Here we presented a FL case presenting the difference in IgL chain expression between the LN and BM tumor cells. The results of immunophenotypic and genetic studies coincided and confirmed that Igκ−λ+ cells in LN and Igκ+λ− cells in BM represented separate clones in the immunological viewpoint. These two tumor clones shared an identical BCL2-IgH recombination, accompanying t(14;18)(q32;q21) translocation, and an identical VDJ joining on the untranslocated IgH allele. In the Igκ gene analysis, these clones also shared an identical Vκ3-Kde recombination, but a fertile rearrangement involving Cκ was detected only in BM on Southern blotting and LN cells seemed to have biallelic abortive Vκ-Kde recombinations followed by the Igλ rearrangement. These observations indicated that the two clones were derived from the common progenitor cells at the stage before or during the IgL gene rearrangement in B-cell ontogeny, which harbored t(14;18) translocation.

Kobrin et al. (15) reported a FL case in which IgL expression of tumor cells changed from Igκ at diagnosis to Igλ at relapse and raised the possibility that Igλ-expressing cells would have arisen subsequent to a secondary IgL rearrangement that occurred in Igκ-expressing tumor cells, as SHMs were shared by both cell subpopulations.
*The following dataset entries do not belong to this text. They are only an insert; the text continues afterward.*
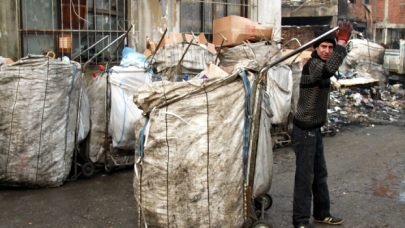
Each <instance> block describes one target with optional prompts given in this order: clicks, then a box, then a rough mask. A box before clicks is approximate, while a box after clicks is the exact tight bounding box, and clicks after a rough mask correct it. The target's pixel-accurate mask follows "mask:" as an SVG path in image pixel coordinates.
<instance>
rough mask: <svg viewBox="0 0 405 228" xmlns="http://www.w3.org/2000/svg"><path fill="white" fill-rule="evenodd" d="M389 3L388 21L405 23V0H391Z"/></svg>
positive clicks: (389, 22)
mask: <svg viewBox="0 0 405 228" xmlns="http://www.w3.org/2000/svg"><path fill="white" fill-rule="evenodd" d="M388 4H389V5H388V23H392V24H405V15H404V14H405V0H390V1H389V2H388Z"/></svg>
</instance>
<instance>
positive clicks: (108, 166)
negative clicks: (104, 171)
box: [104, 158, 114, 174]
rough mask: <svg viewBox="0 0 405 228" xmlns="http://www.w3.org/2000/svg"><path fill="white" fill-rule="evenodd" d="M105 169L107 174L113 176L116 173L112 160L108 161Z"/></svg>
mask: <svg viewBox="0 0 405 228" xmlns="http://www.w3.org/2000/svg"><path fill="white" fill-rule="evenodd" d="M104 169H105V171H106V172H107V174H112V173H114V161H113V160H112V159H110V158H109V159H107V161H106V162H105V165H104Z"/></svg>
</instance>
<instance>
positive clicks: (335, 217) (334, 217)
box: [314, 216, 343, 225]
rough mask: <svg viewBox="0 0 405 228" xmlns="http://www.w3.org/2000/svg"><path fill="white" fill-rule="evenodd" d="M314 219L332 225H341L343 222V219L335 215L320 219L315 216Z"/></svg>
mask: <svg viewBox="0 0 405 228" xmlns="http://www.w3.org/2000/svg"><path fill="white" fill-rule="evenodd" d="M314 221H315V222H321V223H327V224H331V225H339V224H342V222H343V219H341V218H337V217H334V216H329V217H326V218H324V219H319V220H318V219H315V218H314Z"/></svg>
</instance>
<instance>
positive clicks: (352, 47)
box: [337, 39, 388, 88]
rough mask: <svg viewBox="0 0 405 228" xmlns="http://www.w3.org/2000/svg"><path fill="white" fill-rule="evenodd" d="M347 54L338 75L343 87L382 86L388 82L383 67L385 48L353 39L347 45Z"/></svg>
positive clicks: (378, 45) (379, 45) (339, 69)
mask: <svg viewBox="0 0 405 228" xmlns="http://www.w3.org/2000/svg"><path fill="white" fill-rule="evenodd" d="M346 49H347V56H346V57H345V59H344V62H343V64H342V66H341V67H340V68H339V71H340V72H339V74H338V76H337V79H338V82H339V84H340V86H341V87H342V88H353V87H370V86H380V87H381V88H383V87H384V86H385V85H386V84H387V82H388V79H387V77H388V71H387V70H386V69H385V68H384V67H383V62H384V51H385V49H384V48H383V47H382V46H381V45H379V44H376V43H373V42H370V41H367V40H361V39H353V40H349V42H348V44H347V45H346Z"/></svg>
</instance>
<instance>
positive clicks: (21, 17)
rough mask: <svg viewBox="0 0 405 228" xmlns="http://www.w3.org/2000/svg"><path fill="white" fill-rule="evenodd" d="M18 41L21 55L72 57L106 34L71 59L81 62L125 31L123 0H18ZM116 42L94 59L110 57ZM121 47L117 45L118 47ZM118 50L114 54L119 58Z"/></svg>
mask: <svg viewBox="0 0 405 228" xmlns="http://www.w3.org/2000/svg"><path fill="white" fill-rule="evenodd" d="M20 2H21V7H20V15H21V23H20V28H19V32H20V37H21V40H20V43H21V50H22V53H21V55H22V56H26V55H27V54H28V53H30V54H46V53H48V52H50V51H52V52H54V53H55V57H56V58H58V57H62V56H68V57H69V58H70V59H72V58H74V57H76V56H77V55H79V54H80V53H82V52H83V51H84V50H86V49H87V48H88V47H90V46H92V45H93V44H94V43H96V42H97V41H99V40H101V39H102V38H103V37H105V36H107V35H108V38H105V39H104V40H103V41H101V42H100V43H98V44H97V45H96V46H94V47H93V48H91V49H90V50H89V51H88V52H86V53H84V54H83V55H81V56H80V57H78V58H76V59H75V61H78V62H81V63H84V62H86V61H87V60H89V59H90V58H91V57H92V56H94V54H95V53H97V52H99V51H101V50H102V49H103V48H104V47H106V46H107V45H108V44H109V43H110V42H112V41H114V40H115V39H117V38H118V37H119V36H120V35H122V34H123V33H125V30H126V28H127V23H126V10H127V9H126V3H127V1H126V0H21V1H20ZM118 43H119V42H116V43H114V44H113V45H112V46H110V47H109V48H108V49H106V50H105V51H104V52H103V53H102V54H100V55H99V56H98V57H97V58H95V59H94V63H95V64H98V63H103V62H106V61H108V60H109V58H111V56H110V54H112V52H114V51H115V49H116V47H117V45H118ZM122 48H123V47H121V49H122ZM120 55H121V51H118V52H117V54H116V56H114V57H113V58H114V61H117V60H118V59H119V56H120Z"/></svg>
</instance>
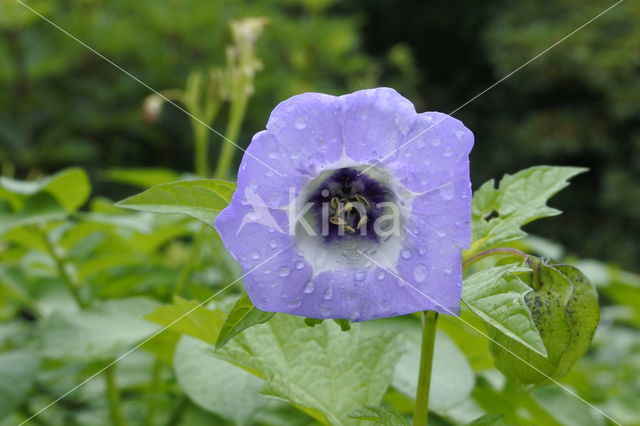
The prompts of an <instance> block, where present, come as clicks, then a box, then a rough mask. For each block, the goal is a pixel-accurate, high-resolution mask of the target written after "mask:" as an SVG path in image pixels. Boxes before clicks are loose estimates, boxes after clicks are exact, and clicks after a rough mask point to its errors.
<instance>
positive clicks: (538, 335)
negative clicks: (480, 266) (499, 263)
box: [462, 264, 547, 356]
mask: <svg viewBox="0 0 640 426" xmlns="http://www.w3.org/2000/svg"><path fill="white" fill-rule="evenodd" d="M523 271H528V269H527V268H522V267H520V266H518V265H516V264H511V265H503V266H494V267H492V268H487V269H483V270H481V271H479V272H476V273H475V274H473V275H470V276H468V277H467V278H465V279H464V284H463V287H462V288H463V293H462V299H463V300H464V303H465V304H466V305H467V306H469V308H470V309H471V310H472V311H473V312H474V313H475V314H476V315H478V316H479V317H480V318H482V319H483V320H484V321H486V323H487V324H488V325H489V326H490V327H495V328H496V329H497V330H499V331H500V332H501V333H504V334H505V335H507V336H509V337H510V338H512V339H514V340H516V341H517V342H519V343H521V344H523V345H525V346H526V347H527V348H529V349H531V350H532V351H535V352H536V353H538V354H539V355H541V356H546V355H547V351H546V349H545V347H544V343H543V342H542V339H541V338H540V334H539V333H538V329H537V328H536V325H535V324H534V321H533V318H532V317H531V312H530V311H529V309H528V307H527V305H526V303H525V296H526V294H527V293H529V292H530V291H531V287H529V286H527V285H526V284H525V283H524V282H522V280H521V279H520V278H518V276H517V275H515V273H518V272H523Z"/></svg>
In our case, it is not likely that Igλ-expressing LN cells were converted from Igκ-expressing BM cells, as the concomitant IgH deletion on the der(14) chromosome in BM, which seemed to occur subsequent to the generation of the t(14;18) translocation, was not present in LN. On the other hand, results of the Igκ gene analysis including the Kde rearrangement indicated that Igκ-expressing BM cells would not be derived from Igλ-expressing LN cells. Thus, in this case, two tumor clones seemed to have developed independently, rather than that one had been converted from the other.

The SHM analysis within the IgVH revealed the occurrence of LN- and BM-specific base replacements. In the previous report on the SHM analysis in BM-infiltrated FL cases (19), it was shown that the majority of BM tumor cells were derivatives of ‘LN-inexperienced’ clone. Clone-specific SHMs in LN and BM in our case also indicate that these two clones were transformed by antigenic selection independently at the two sites.

However, some of base replacements within the IgVH observed in this case were common to the both clones and seemed to be tumor-related SHMs that generated at an early stage of development, as polymorphisms were denied by germline sequence from the patient’s non-lymphoma cells. As SHM is generally regarded as properties exhibited in mature B cells (20), the shared SHM patterns in this case would indicate that the common progenitor cells had reached at GC stage, and then developed into LN and BM tumor cells with independently occurring secondary IgL rearrangements (receptor revisions).

Alternatively, if pre-B cells had a potential of undertaking SHM as reported in cases with acute lymphoblastic leukemia L2 with t(14;18) (21), it would be probable that LN and BM tumor clones were originated from the common progenitor at the pre-B cell stage and developed with shared and clone-specific SHMs. It is unknown whether or not the occurrence of SHMs in early B cell stage was the feature with t(14;18)-bearing cells. Further investigation is needed to clarify this point.